I am trying to code R in order to obtain growth rate for COVID-19.
The equation can be found on the inserted image where i(t)
is the number of infected individuals at time t
.
I think I could code if the equation were to be simple growth rate i(t) = i0 * exp(r*t)
for example; however, the paper I am referring to implemented following method: "Time series data at each time point, a bootstrap method of extracting 1000 repeated observations was used, assuming that it follows a Poisson distribution with it^Data as the mean."
I have never coded such equations before :( I'm hoping this to be the great opportunity & initiation of being better coder & statistician.
Can somebody please help me out with this? I would really appreciate any type of hints or suggestions. I am never expecting whole code or anything near that; I would love to find a source where I could start this off well.
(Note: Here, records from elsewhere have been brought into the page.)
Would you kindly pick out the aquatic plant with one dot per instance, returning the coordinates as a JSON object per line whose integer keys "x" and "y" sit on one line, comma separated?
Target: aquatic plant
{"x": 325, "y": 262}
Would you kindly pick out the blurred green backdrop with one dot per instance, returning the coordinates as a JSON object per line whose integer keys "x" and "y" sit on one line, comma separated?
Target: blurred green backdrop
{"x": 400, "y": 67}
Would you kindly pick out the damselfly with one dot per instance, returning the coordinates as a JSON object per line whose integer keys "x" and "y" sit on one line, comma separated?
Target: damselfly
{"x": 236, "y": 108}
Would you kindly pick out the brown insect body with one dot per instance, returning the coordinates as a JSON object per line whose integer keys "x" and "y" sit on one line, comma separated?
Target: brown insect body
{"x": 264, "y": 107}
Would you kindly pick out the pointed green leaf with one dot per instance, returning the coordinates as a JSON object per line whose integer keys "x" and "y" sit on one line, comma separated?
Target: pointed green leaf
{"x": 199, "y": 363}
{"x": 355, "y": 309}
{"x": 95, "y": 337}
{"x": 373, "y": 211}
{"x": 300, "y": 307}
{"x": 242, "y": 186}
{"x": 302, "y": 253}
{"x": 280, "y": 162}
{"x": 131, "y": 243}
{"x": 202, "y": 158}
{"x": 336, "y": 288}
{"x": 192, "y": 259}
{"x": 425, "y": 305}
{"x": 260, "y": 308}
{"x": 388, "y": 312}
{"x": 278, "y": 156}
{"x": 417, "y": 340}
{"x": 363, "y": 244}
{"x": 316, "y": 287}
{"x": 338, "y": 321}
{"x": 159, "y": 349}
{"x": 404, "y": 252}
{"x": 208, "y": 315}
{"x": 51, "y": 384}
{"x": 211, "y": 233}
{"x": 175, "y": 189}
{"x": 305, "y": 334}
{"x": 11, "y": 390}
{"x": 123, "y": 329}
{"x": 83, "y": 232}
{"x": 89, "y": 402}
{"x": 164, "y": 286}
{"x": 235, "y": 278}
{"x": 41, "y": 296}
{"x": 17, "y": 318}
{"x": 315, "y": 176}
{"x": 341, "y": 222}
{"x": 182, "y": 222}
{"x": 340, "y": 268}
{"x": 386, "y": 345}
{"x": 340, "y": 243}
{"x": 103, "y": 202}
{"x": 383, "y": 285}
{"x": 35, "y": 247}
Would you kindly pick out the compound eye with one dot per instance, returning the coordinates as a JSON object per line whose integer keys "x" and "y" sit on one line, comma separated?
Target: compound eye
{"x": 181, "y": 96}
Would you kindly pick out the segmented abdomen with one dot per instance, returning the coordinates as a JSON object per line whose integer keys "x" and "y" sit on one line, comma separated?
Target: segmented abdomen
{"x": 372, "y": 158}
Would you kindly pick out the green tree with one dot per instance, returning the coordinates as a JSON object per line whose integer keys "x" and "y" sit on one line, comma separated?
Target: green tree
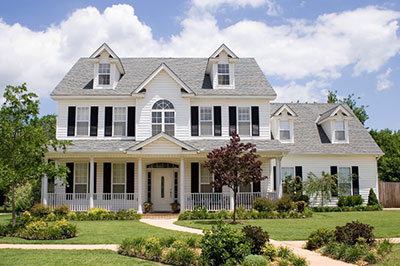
{"x": 388, "y": 164}
{"x": 359, "y": 111}
{"x": 320, "y": 187}
{"x": 24, "y": 142}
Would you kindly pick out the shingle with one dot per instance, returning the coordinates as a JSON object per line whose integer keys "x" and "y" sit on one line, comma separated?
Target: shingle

Here's an example using some AIDS case data (taken from Dobson and Barnett's GLM introduction).
aids_dat <- read.csv("https://raw.githubusercontent.com/bbolker/goettingen_2019/master/data/aids.csv")
## generate more useful time variable
aids_dat <- transform(aids_dat, time = year - min(year) + (quarter-1)/4,
cumcases = cumsum(cases))
nobs <- nrow(aids_dat)
(you would use whatever kind of model you wanted here)
f1 <- lm(log(cases) ~ time, data = aids_dat)
set.seed(101)
fitted <- predict(f1)
s <- replicate(1000,
rpois(nobs, lambda = exp(fitted)),
simplify = FALSE)
This takes the predicted values from the log-linear fit and adds Poisson variation. Chowell et al. do a bunch of stuff with the cumulative cases numbers that I don't understand (and generally think isn't a great idea anyway); it looks like they generate predicted values, create a cumulative case count, and immediately difference it to get back to cases? It's worth being careful about this stuff (keep in mind the difference between prevalence and incidence), but I'm not quite sure what Chowell et al. are doing.
refit <- lapply(s,
function(x) lm(log(x+0.1) ~ time, data = aids_dat))
I used log(x+0.1)
in case the Poisson sample generated zero values. (It would be better to use a Poisson GLM or something.)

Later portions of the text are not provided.